I have no choice but to deal with my feelings while standing in that tiny little kitchen, my family’s eyes upon me. They have to endure the sad, undignified scene of my poorly-restrained tantrum, and I have to endure being watched in my unflattering, undignified state. I eventually find my bearings and have the good sense to reduce the menu options to two. I feel slightly ashamed for my outburst and say so, along with an apology, and my family forgives me. I am humbled and chagrined, but I also feel loved.

Laying in bed, it’s quiet enough for me to hear everyone breathing, including the dog. I open the back window and hear quiet, comforting sounds: waves crashing, a t.v. playing nearby, a woman laughing, a dog barking. The world seems temporary and fragile, and I fall asleep with this thought in my mind.

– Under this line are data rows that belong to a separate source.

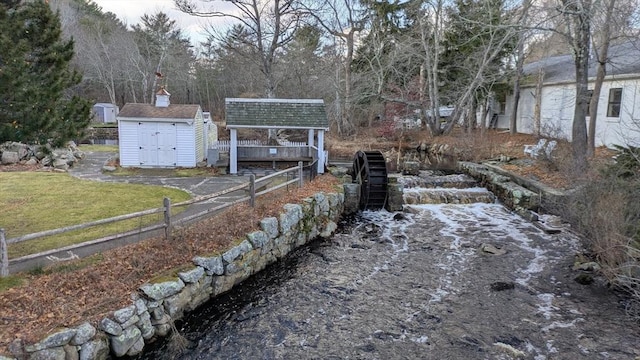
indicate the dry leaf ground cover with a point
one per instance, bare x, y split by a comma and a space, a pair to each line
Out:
90, 288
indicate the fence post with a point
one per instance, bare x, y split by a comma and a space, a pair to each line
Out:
167, 218
300, 174
252, 190
4, 259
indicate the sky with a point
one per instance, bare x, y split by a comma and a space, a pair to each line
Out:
130, 12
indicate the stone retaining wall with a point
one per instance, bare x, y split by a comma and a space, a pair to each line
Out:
516, 197
157, 305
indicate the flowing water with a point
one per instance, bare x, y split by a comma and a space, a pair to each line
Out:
438, 281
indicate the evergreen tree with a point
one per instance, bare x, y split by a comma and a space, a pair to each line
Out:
35, 77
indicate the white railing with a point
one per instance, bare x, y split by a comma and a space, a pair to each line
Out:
224, 145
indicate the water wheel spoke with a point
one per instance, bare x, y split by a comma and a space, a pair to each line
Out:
370, 172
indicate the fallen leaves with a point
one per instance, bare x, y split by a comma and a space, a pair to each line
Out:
67, 298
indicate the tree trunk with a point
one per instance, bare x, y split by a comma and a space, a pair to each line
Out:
602, 56
538, 107
513, 119
582, 32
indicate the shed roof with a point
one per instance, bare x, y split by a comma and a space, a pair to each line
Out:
624, 59
149, 111
276, 113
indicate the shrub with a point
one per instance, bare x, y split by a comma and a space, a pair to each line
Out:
607, 212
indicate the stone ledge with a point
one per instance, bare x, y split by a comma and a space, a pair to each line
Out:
156, 306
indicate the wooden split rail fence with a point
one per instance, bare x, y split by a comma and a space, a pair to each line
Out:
251, 186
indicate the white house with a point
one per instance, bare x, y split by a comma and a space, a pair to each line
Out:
618, 118
105, 112
162, 135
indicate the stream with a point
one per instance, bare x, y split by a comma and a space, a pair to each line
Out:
463, 280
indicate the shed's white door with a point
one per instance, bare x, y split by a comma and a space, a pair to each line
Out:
167, 137
157, 144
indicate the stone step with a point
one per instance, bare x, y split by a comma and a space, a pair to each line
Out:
415, 196
430, 179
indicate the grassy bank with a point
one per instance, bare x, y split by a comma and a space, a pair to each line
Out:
36, 201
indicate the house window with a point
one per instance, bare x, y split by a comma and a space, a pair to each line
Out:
589, 97
615, 99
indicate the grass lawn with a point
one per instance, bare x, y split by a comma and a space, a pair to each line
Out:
37, 201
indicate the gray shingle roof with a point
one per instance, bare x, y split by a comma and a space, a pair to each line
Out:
624, 59
276, 113
173, 111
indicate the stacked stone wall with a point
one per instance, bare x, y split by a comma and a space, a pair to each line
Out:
157, 305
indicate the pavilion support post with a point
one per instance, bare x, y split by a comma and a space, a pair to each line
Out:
233, 152
310, 141
321, 159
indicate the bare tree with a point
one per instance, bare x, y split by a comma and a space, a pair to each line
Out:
522, 36
270, 24
577, 15
343, 19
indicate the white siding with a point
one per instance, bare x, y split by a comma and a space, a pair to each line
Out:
558, 102
185, 145
199, 136
128, 143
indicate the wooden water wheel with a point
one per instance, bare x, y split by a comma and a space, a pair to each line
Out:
370, 172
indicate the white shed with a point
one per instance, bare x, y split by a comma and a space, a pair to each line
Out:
618, 112
162, 135
104, 112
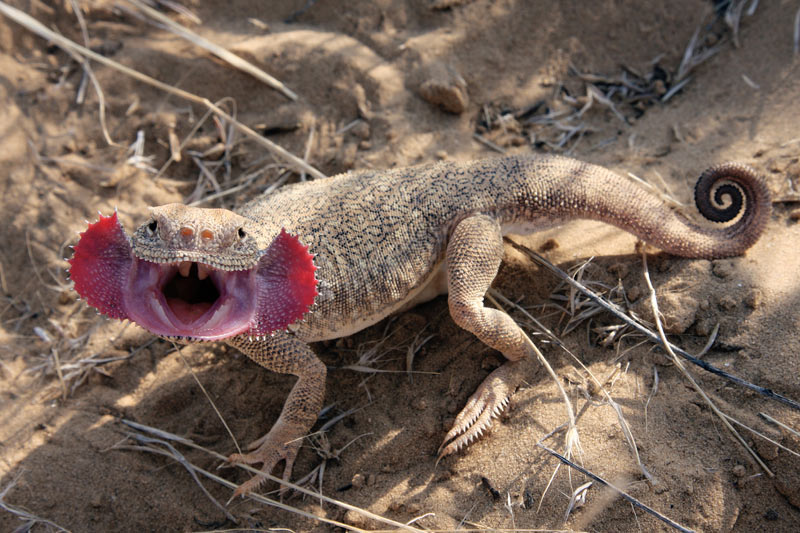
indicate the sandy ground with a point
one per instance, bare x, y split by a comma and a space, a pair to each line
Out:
374, 79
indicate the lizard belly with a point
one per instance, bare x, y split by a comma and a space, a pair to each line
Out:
434, 285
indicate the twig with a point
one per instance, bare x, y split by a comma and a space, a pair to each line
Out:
619, 491
263, 499
667, 346
612, 308
222, 53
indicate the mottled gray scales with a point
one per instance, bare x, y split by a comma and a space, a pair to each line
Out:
381, 239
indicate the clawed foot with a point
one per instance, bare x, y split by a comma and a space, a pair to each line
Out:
281, 444
487, 402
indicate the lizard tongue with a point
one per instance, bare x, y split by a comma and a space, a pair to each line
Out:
100, 266
286, 284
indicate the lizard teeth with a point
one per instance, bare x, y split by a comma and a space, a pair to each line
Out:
184, 268
202, 271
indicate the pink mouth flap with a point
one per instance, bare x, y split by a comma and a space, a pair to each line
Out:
100, 266
278, 291
287, 284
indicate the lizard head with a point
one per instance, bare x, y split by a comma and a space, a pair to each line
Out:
194, 273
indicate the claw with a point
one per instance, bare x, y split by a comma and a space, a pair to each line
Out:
281, 444
486, 403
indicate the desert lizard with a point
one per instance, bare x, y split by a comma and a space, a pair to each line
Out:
375, 243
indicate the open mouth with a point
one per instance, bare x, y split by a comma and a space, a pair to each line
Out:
191, 292
191, 299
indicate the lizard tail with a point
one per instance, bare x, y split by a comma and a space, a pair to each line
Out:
723, 193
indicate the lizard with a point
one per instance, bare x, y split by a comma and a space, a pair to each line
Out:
324, 259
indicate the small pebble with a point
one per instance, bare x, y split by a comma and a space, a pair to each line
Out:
727, 302
723, 269
753, 298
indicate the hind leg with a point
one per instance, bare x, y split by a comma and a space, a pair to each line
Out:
474, 253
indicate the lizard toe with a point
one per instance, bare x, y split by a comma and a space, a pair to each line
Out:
282, 443
486, 402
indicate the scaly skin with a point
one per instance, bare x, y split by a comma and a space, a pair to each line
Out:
387, 240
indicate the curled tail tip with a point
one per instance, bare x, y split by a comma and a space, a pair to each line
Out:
726, 190
733, 192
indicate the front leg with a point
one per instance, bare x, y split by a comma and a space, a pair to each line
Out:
286, 354
474, 253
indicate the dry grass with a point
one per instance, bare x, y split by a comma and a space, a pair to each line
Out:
558, 122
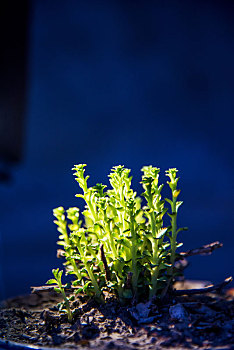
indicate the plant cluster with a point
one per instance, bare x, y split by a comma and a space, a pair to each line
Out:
121, 243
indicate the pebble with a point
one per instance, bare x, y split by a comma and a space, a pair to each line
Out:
178, 312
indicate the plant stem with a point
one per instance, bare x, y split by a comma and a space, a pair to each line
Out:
134, 255
154, 275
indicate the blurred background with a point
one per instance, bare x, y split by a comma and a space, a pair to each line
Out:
108, 83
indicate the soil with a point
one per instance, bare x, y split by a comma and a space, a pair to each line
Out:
182, 322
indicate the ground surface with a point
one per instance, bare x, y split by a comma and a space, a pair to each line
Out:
195, 322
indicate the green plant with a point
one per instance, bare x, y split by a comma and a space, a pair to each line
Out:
122, 245
65, 305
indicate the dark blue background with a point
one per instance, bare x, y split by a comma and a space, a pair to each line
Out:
132, 83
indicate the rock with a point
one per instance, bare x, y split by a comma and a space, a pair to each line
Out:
178, 312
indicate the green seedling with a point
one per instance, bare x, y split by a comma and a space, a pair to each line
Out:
121, 244
65, 306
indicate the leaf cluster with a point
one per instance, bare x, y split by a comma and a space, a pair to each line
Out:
120, 243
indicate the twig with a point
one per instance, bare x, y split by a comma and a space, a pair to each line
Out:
206, 249
208, 289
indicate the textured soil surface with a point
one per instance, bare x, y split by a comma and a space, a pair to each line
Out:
185, 322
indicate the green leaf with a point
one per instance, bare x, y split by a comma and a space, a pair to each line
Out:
52, 281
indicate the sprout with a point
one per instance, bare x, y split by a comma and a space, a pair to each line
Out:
120, 246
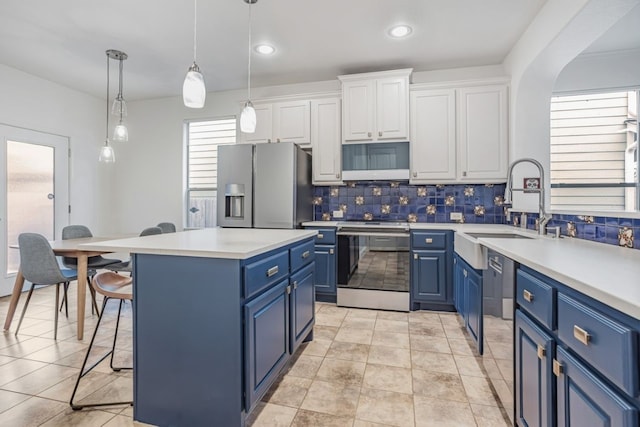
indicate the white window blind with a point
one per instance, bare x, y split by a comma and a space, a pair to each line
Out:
203, 139
590, 160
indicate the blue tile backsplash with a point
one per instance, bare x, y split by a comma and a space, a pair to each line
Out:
478, 203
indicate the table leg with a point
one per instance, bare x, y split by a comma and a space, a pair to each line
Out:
82, 292
15, 296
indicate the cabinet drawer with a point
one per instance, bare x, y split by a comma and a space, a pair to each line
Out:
429, 240
260, 274
326, 236
301, 255
536, 298
609, 346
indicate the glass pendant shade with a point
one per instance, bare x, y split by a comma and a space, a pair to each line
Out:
194, 92
120, 133
107, 154
248, 118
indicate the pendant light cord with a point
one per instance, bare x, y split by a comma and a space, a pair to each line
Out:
249, 62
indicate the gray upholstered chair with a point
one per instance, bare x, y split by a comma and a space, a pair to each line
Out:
111, 286
39, 266
167, 227
125, 266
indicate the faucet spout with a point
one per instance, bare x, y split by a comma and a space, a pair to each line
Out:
508, 192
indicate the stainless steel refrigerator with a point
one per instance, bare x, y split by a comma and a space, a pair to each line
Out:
264, 186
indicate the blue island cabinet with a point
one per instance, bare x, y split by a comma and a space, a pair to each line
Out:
211, 335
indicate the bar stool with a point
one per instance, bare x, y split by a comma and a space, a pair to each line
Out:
112, 286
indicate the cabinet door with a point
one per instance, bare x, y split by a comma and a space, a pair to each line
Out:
584, 400
392, 108
326, 272
266, 340
358, 110
433, 135
264, 125
482, 133
428, 276
533, 379
302, 303
292, 122
325, 141
473, 300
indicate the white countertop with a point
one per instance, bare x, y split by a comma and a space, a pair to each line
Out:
228, 243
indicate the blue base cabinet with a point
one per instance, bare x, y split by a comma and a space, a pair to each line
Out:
576, 359
468, 299
431, 269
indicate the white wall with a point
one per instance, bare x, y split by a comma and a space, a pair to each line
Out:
34, 103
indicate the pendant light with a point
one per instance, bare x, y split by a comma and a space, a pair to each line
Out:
248, 115
194, 91
119, 108
106, 152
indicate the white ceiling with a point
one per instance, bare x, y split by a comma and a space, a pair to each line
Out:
64, 40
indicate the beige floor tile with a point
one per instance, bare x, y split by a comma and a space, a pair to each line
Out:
490, 416
357, 336
270, 415
317, 347
442, 413
308, 418
332, 398
438, 385
348, 351
41, 379
32, 412
385, 407
427, 343
390, 339
436, 362
389, 356
305, 367
341, 372
389, 378
289, 391
358, 323
478, 390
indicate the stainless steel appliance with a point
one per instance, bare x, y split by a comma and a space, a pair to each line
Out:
380, 279
264, 186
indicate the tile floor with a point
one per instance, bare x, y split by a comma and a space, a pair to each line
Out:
365, 368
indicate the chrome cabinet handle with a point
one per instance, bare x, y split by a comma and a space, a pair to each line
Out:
528, 296
581, 335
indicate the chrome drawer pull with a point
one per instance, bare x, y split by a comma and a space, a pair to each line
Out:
542, 352
528, 296
581, 335
558, 369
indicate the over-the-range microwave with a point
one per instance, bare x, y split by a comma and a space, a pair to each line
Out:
375, 161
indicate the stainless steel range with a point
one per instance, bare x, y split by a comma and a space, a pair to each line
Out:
376, 274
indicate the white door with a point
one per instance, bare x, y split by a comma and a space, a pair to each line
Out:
34, 192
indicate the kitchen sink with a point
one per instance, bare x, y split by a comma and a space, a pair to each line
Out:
498, 235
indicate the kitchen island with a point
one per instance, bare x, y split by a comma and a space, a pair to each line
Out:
217, 315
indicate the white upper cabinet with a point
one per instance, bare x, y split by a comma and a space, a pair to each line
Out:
282, 121
482, 118
433, 136
375, 106
325, 141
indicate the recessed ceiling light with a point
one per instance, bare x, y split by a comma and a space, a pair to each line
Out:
400, 31
265, 49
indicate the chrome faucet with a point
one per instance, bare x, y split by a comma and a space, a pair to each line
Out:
508, 192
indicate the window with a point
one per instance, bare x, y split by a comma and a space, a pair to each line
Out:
203, 138
594, 152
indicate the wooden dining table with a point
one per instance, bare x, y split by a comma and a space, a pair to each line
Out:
68, 248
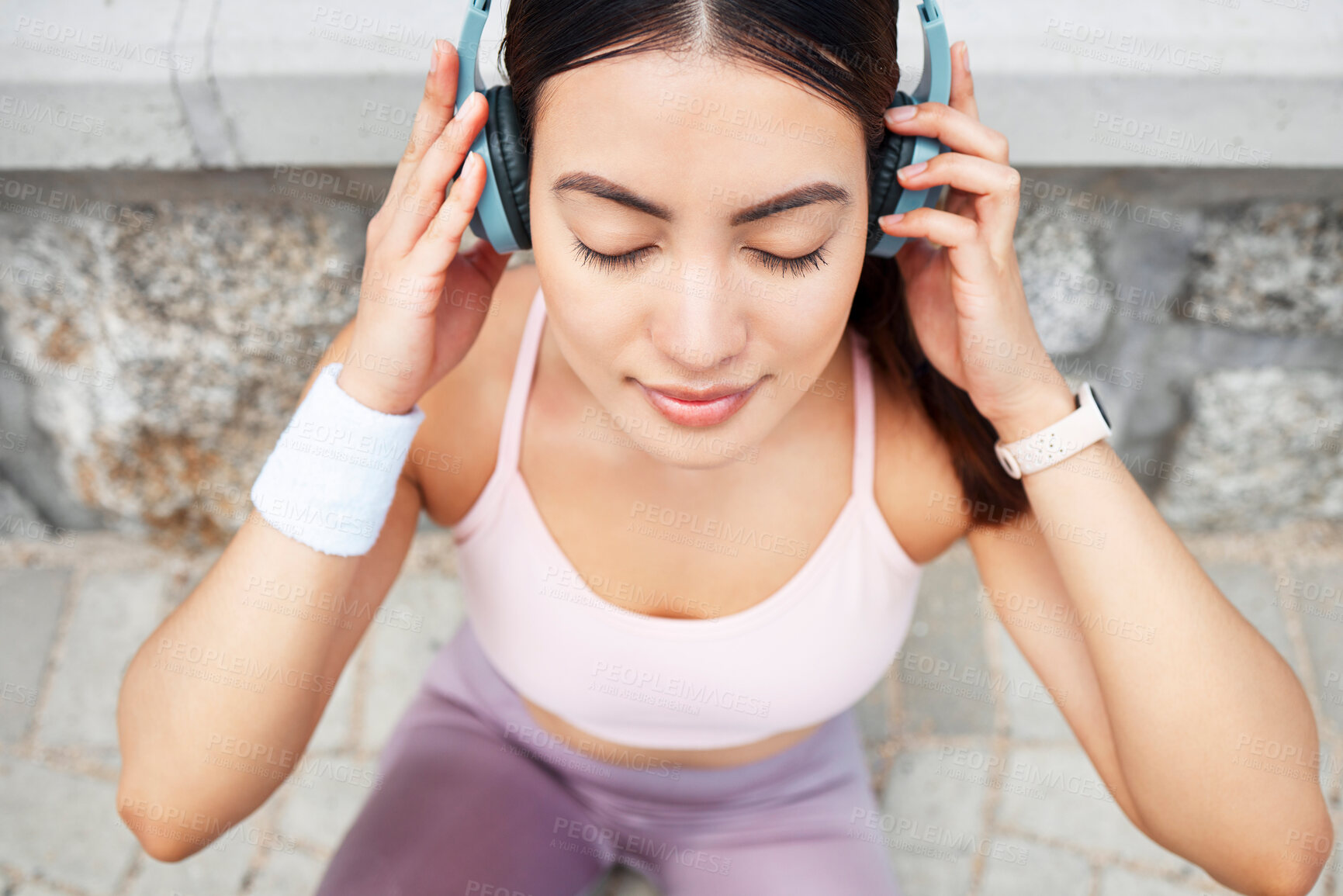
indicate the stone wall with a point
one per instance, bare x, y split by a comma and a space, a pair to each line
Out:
156, 330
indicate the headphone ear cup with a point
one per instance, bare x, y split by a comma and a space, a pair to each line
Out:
896, 152
509, 163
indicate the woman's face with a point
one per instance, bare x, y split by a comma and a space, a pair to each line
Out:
698, 227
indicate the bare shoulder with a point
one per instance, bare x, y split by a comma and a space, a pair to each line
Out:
915, 477
455, 448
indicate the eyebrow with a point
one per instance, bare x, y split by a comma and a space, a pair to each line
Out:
795, 198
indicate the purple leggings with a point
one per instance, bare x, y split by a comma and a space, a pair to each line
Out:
479, 800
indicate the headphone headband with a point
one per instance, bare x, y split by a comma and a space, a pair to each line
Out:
493, 222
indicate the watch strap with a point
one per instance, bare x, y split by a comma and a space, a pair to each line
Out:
1040, 450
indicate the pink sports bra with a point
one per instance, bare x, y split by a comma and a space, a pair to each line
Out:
804, 655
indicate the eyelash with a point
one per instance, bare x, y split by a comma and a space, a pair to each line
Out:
799, 265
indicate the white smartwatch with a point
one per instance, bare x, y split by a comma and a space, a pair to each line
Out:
1083, 427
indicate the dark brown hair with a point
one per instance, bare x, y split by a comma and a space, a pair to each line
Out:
843, 51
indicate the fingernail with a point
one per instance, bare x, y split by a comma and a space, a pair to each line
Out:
902, 113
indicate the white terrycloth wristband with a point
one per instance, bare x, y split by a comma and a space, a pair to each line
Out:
332, 476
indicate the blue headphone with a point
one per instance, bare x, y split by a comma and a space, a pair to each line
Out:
503, 214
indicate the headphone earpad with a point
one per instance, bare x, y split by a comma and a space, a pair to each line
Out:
509, 160
896, 152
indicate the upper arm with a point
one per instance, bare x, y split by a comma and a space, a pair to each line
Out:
1023, 585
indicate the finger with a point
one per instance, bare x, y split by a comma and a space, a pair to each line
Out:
993, 190
486, 261
942, 227
434, 112
962, 97
953, 126
444, 235
424, 194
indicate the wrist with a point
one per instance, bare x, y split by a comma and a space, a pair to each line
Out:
356, 383
1041, 410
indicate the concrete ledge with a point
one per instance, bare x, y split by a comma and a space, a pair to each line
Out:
239, 84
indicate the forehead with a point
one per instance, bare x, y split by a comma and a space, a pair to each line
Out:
694, 125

What will I remember from the trip? A dimpled finger writing a name in the sand. A gleeful girl riding her bike under the stars. A determined youth sprinting up a hillside. A pair of strong, steady hands on the wheel of the rig. A stubborn girl and a moment of turning towards acceptance. A beer offered to a stranger. A sweet young boy trying hard to keep up with his siblings and needing instead for his siblings to slow down.

A stolen moment of quiet


My little family is imperfect. We get on each others nerves and lose patience with each other. My children compete with one another and can be selfish and unkind. My husband and I argue and sometimes place being right above being loving. But there is great love here.

Over the last four days, I’ve witnessed many small gestures of real tenderness, gentleness, and care: The look in my youngest son’s eyes when he gazes adoringly at his big brother while they team up to play Clue. The way my daughter curls into my husband’s side for warmth by the campfire. My oldest son’s offer to help me clean the RV. A coveted seat given up freely. The last piece of candy offered to another. An apology spoken from the heart. Sometimes I have to look hard to see the love, but it’s here.

We are turning, turning; trying to come down right. We are bowing and bending again and again towards what we know to be loving and good; growing with every turn. We turn away and we turn back again. We don’t always find it, but we’re always searching hopefully for the valley of love and delight.

Tomorrow we will return home. I will have piles and piles of laundry to wash and the kids will return to their iPads and gaming systems. The stress of work, homework, and our respective responsibilities will gradually return. But we set out for an adventure and we had one. We submitted ourselves to this trip with no plan and loosely-formed expectations, and we are better for having done it.

We received simple gifts and we delighted in them.